Three Years of March
This simple sentence captures the essence of hope at this time of year. Summer is a distant memory, yet every sunny day we have such great expectations of what is to come. Eager to be outside and feel the sun on my face, it is surprisingly warm, but as soon as a breeze wafts or shadow creeps across my body the cold is waiting to bite. But each day the sun grows stronger and graces us with a few more minutes of daylight.
Great Expectations
This March is brimming with “Great Expectations”. In a few short weeks, I will be moving to BC for the summer to work as much as I can on the cabin. Those days, hours and minutes stretch ahead, out of reach, like a great open chasm filled with uncertainties, hazards and to-do lists longer than my arm. I want it to come quickly so I can get started and yet want to stretch out those minutes here as long as possible to complete as much as I can before I go. Every shower I take in steamy luxury well aware water may be in short supply, every load of washing easily stuffed into the machine, I may be doing by hand, and every evening on the comfy couch with Dave I will be alone in silence.
Time waiting stretches ahead an impossible distance to breach, hours feel like days, yet looking back the years blur and merge into one and are gone by in a flash. This March it is already three years since I first stepped onto that overgrown five acres in BC that was to become Fernhaven. Now I can't remember how it feels to not think of Fernhaven every day.
A beginning
In March 2021, Easter, Dave and I had almost given up on finding any affordable land, then by chance, I took a gamble on an old for sale sign hung in a tree.
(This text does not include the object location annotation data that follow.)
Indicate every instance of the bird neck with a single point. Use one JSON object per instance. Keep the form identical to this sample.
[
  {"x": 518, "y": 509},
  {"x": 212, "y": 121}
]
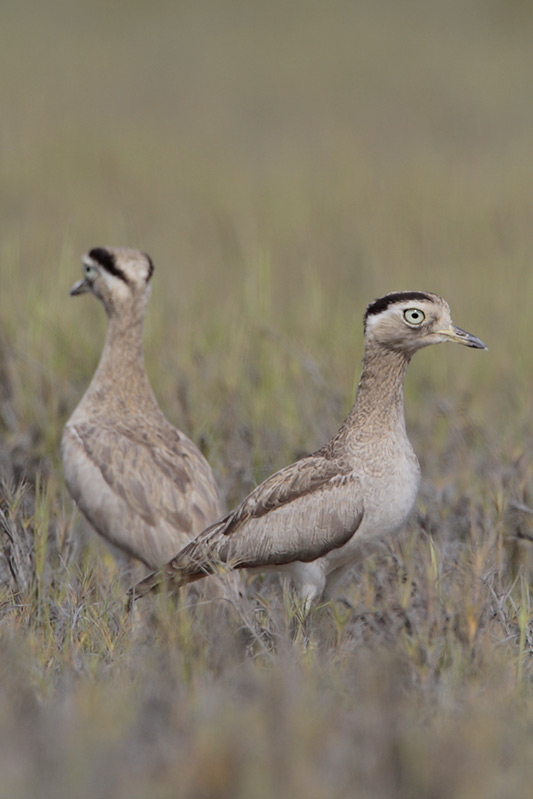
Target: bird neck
[
  {"x": 121, "y": 371},
  {"x": 378, "y": 405}
]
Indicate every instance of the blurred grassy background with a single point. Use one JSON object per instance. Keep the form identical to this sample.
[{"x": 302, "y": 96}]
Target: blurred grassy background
[{"x": 283, "y": 164}]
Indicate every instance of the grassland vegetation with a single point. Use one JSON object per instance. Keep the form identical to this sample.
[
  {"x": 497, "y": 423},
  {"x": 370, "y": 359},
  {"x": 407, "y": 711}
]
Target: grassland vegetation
[{"x": 283, "y": 165}]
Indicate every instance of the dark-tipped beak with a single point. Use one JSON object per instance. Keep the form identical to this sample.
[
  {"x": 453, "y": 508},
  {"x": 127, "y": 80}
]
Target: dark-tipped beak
[
  {"x": 80, "y": 287},
  {"x": 454, "y": 333}
]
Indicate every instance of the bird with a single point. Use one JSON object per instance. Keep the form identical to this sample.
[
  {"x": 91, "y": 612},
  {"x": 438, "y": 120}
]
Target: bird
[
  {"x": 312, "y": 520},
  {"x": 141, "y": 483}
]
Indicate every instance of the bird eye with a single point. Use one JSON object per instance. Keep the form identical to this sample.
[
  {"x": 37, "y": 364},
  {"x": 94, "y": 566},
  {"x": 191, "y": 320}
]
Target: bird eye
[
  {"x": 89, "y": 271},
  {"x": 414, "y": 316}
]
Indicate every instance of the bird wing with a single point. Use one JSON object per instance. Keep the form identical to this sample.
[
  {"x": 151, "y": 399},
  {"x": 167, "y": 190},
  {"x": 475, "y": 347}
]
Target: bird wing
[
  {"x": 300, "y": 513},
  {"x": 153, "y": 484}
]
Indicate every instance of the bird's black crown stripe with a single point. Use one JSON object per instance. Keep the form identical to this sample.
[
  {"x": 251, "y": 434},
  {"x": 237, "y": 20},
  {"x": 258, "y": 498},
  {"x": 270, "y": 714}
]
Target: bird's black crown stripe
[
  {"x": 380, "y": 305},
  {"x": 106, "y": 260}
]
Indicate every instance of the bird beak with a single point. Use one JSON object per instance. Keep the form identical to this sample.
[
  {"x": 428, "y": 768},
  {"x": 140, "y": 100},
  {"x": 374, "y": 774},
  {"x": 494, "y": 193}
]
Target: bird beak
[
  {"x": 80, "y": 287},
  {"x": 454, "y": 333}
]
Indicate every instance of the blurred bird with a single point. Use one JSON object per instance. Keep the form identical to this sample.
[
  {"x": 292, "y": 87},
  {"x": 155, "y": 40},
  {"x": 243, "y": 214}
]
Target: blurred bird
[
  {"x": 312, "y": 520},
  {"x": 142, "y": 484}
]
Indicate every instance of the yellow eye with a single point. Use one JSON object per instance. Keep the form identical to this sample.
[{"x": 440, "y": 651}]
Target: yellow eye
[{"x": 414, "y": 316}]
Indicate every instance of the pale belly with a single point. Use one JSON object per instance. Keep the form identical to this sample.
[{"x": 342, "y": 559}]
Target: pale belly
[{"x": 389, "y": 500}]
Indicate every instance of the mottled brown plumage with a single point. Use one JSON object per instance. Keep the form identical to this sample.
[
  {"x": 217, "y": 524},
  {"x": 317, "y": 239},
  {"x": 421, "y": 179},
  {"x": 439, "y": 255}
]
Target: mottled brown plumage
[
  {"x": 142, "y": 484},
  {"x": 313, "y": 519}
]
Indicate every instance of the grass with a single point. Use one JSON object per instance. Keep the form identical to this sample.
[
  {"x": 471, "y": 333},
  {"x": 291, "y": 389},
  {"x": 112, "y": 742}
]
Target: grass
[{"x": 283, "y": 165}]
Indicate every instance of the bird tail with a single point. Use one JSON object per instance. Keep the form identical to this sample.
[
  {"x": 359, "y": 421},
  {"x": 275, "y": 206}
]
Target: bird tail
[{"x": 170, "y": 576}]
Little did I know at that point how much change I was forcing upon us. I often imagine this as a scene from a movie in slow motion I step out of my shiny white Ford truck, and in that second as my worn-out running shoe crunches into the gravel, my life pivots to a new direction. I blink slowly then turn to look up at the for sale sign. The shadow of a future me cries “Noooo!” and takes a dive pushing me back into the truck or another version shouts with joy “Yesss” and leaps fist punching the air. It started a journey of discovery and tested my determination, my relationship with Dave, and my problem-solving ability to the limit of what I thought I was capable of. That first year was a huge lesson in patience, warding off doubts and controlling my runaway mind.
Year Two
By March 2022 the fears had changed from what-if to what now? I was out of my depth, with a severe lack of knowledge and a shortage of available help. I felt alone in my quest, unsupported and unsure of my capabilities. I knew what I wanted, just didn’t know how it was going to be possible. With no money, no knowledge, and no local professional help.
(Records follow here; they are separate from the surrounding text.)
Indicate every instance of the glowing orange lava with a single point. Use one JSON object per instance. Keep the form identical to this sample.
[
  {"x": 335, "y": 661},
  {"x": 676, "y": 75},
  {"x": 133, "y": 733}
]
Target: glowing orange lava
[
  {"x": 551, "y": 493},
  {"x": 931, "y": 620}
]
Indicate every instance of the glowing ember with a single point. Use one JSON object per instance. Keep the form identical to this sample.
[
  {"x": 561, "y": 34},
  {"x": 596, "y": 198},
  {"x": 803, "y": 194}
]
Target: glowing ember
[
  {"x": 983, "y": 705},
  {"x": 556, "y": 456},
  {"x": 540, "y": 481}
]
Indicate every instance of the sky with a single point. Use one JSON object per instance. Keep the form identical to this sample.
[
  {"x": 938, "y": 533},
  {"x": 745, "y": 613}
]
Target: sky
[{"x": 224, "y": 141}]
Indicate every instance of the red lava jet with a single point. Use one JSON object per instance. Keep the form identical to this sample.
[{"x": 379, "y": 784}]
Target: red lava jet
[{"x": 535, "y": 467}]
I had a concrete pad buried under the snow, a pile of metal to turn into a storage building under a tarp also under the snow. A metal tube sticking out of the ground, (the well) with no idea if it would yield any water. A trailer haphazardly pulled off the driveway, in the brown bracken, also covered with a tarp buried in the snow.
But most importantly a vibrant, beautiful piece of forest and small meadows full of potential waiting to be tended and nurtured, but still buried under mounds of deep snow.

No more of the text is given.